Zamora kissed his family goodbye last week, heading north for another summer of agricultural work near Sherrington, Quebec, where he expected to pick seven varieties of lettuce for $9.70 an hour plus benefits.

He'll join more than 15,000 fellow Mexicans toiling on Canadian farms through a seasonal agricultural program, which has operated for 38 years, been lauded as an example of orderly migration and credited with improving both wellbeing and livings standards in some of Mexico's most impoverished pockets.

Zamora expects to be back in San Simon for the October feting of St. Jude Thadeus, the patron saint of lost causes, thanks to his departing with a work visa and a return plane ticket – two documents other migrants lack when jumping the border in search of work in the United States.

"If you have documents, you're not going to have many problems," Zamora says.

Migration without documents has been a lost cause in recent years for those in San Simon and beyond as the U.S.-Mexico border has become increasingly fortified, anti-immigrant laws have been passed in places like Arizona and Alabama and jobs – especially in the construction sector that previously employed so many Mexicans – remain scant.

An April report from the Pew Hispanic Center found migration between from Mexico to the U.S. has collapsed with slightly more Mexicans returning or being deported than venturing north.

Zamora knows the difficulties and dangers of going undocumented first hand: his brother-in-law died three years ago in police custody after getting a traffic ticket in Georgia.

Such stories are distressing common in Malinalco, the municipality containing San Simon, located 100 kilometres from the national capital in outlying Mexico state.

Ellen Calmus, director of a Malinalco migrant support centre known as The Corner Project, spends much of her time helping families with kin in the United States, who have gone incommunicado – often the consequences of not having legal papers.

She prefers the seasonal Canadian program for a simple reason: "We're not bringing back bodies."

Allegations of exploitation of seasonal workers have been made in Canada – often by unions.
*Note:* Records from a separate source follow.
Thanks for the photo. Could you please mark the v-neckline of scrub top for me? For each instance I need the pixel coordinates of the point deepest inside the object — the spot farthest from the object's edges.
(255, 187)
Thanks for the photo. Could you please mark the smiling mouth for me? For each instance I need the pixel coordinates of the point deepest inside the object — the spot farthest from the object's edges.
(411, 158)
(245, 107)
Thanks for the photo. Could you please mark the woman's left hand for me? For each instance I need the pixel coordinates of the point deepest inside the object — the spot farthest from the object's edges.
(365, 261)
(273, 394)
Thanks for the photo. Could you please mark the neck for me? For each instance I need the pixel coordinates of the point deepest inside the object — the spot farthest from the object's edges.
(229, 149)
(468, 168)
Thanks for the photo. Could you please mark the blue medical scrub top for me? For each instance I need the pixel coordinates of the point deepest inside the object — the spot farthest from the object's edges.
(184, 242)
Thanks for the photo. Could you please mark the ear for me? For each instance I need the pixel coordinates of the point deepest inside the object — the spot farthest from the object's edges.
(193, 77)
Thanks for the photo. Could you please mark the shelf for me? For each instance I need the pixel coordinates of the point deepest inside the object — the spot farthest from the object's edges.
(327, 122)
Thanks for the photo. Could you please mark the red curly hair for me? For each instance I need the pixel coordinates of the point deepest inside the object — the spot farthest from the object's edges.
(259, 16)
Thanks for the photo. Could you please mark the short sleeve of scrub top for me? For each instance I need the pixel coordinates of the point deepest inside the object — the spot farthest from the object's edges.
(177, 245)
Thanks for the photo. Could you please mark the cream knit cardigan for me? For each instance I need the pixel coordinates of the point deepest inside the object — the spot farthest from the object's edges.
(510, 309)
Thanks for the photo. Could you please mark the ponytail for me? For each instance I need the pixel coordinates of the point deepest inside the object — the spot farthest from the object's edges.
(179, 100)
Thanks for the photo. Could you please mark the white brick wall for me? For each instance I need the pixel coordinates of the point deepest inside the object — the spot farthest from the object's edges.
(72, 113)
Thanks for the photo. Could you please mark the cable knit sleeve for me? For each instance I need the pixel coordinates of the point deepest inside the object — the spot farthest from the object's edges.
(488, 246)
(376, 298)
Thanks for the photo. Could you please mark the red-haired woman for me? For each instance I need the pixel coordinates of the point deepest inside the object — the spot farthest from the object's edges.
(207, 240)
Calmus knows the criticisms, but comments, "(The migration) alternatives are all terrible right now."

Sociologist Gustavo Verduzco of the Colegio de México also speaks well of the Canadian Seasonal Agricultural Workers Program.

His research shows program participants after six years are more likely to live in better houses, have higher incomes and are more likely keep their children in school than those staying behind in Mexico.

Safety is emerging as another success of the program.

"(Migrants) might earn more if they went to the United States," Verduzco says. "But they prefer Canada because it's legal and it's safer."

Residents from San Simon seem to know the risks – and say young men are thinking twice about departing without documents

"It's 10 times harder to go than before," said Armando Flores, a cab driver who spent 13 years working construction in Delaware.

Zamora's nineteen year old son, Alexis, expresses little enthusiasm about going north without the proper papers, saying the trip is expensive – human smugglers now charge more – and the path through the Sonora desert can be fatal.

He would prefer to follow his dad to Quebec, but spots in the Canadian seasonal worker program are limited and demand exceeds supply.

Sergio Roman recalled having a 2,000-worker backlog in 2005, when he began working in international affairs for the Mexico state government, and only being able to nominate 45 new participants for the program.

The state government, he says, subsequently began pursuing deals directly with Canadian companies to bring in job-seekers from Mexico state for activities ranging from working in slaughterhouses to processing cranberries.

Workers earn more, bring back skills to Mexico and most importantly, "Avoid loss of life and the abuses of human trafficking," Roman says.

"It's been very popular," he adds, although the 2008 economic crisis put a dent in the demand from Canada.

Zamora notices the growing popularity of Canada, too. "All the young people now say, 'Get to Canada."